Disability jokes
Could never understand why people would say Stephen Hawking is a dead man walking.
What color is Stephen Hawking's house?
It's a bungalow.
On one hand he was fantastic and the other a spastic. You could say he was a fantastic spastic.
What’s the worst song to play in front of a vegetable? “James Brown - Get on Up”
What’s the worst song to play in front of a handicapped kid? “Van Halen - Jump”
What's the worst song to play in front of a black man in Minneapolis? “I Can't Breathe - Juice Wrld”
Do you know Stephen is dead? He doesn't have a stone. Do you know how to find him?

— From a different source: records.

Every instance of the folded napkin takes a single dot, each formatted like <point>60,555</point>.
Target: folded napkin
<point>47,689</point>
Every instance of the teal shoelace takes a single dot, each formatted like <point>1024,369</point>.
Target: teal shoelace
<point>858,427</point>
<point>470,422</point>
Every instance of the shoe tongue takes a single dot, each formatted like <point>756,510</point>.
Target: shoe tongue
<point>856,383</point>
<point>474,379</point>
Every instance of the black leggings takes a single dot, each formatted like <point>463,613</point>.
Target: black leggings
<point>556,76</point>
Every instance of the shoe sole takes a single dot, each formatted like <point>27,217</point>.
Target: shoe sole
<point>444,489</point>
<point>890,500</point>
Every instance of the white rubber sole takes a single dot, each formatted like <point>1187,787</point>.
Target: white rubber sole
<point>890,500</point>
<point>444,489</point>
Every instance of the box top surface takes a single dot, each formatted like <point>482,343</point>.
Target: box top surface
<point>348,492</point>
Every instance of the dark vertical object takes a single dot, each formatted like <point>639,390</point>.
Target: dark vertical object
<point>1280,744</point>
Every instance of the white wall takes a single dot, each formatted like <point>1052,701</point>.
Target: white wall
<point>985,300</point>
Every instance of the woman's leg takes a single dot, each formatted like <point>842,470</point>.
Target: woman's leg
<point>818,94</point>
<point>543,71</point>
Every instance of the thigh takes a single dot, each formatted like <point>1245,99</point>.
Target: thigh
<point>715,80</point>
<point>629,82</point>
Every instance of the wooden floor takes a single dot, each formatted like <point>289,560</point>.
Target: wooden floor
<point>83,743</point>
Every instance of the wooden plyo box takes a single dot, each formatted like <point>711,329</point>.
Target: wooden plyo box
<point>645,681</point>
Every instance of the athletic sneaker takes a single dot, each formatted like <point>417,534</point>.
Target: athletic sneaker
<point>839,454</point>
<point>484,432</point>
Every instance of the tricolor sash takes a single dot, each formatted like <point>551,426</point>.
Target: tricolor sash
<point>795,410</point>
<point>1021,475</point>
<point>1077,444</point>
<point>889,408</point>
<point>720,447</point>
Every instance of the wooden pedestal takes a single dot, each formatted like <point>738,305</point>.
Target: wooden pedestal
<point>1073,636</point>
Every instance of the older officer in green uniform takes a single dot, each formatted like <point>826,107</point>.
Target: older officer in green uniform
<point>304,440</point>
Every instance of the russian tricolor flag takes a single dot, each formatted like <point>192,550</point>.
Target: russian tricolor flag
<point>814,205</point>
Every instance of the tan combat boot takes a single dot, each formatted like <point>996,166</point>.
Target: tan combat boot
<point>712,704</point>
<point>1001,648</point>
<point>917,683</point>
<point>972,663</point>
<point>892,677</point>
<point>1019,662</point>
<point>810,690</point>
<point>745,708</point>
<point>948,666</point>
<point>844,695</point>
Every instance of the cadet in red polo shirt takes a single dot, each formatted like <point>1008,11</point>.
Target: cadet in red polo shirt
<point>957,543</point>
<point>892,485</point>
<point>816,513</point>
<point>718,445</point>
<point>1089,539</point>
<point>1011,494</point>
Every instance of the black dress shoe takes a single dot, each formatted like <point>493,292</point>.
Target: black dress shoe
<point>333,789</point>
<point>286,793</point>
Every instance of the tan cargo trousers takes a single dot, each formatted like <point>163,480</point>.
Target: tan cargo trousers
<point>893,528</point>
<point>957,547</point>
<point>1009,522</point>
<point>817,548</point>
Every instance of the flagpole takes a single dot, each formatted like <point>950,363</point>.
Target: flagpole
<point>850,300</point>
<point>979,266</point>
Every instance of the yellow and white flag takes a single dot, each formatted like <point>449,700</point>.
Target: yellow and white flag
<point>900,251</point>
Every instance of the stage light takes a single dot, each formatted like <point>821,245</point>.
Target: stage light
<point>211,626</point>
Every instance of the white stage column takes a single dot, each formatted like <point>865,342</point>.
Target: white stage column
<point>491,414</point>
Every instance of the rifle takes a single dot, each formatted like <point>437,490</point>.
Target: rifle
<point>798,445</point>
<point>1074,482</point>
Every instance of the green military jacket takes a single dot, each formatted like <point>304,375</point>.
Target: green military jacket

A metal detector.
Knock knock.
Who's there?
Knock knock.
WHO'S THERE?
*Starts putting up hand signs.*
Why haven't they put Stephen Hawking in charge yet?
Steven Hawking walks into a bar, the bartender says...
WAITTTT WHATTT
Why can’t the blind man see?
He just can’t see. 🫤
Why does the kid in the wheelchair get bullied all the time?
Because he can’t stand up for himself.
Why did Helen Keller fail school? She was bad at language.
Helen Keller once dated a brick wall.
Helen Keller threw the garbage out and broke a vehicle.
I broke up with my girlfriend, so I stole her wheelchair, and guess who came crawling back.
I spat on a blind kid and told him it was raining.
Did you hear about the blind prostitute?
Well, you got to hand it to her.
I did just see a blind person trying to f*ck a dog.
What do you call an autistic kid with a gun?
Special forces.
(1968) - Hellen Keller died, didn’t you hear?
No?
Well neither did she.
Helen threw up gang signs her whole life and didn't know.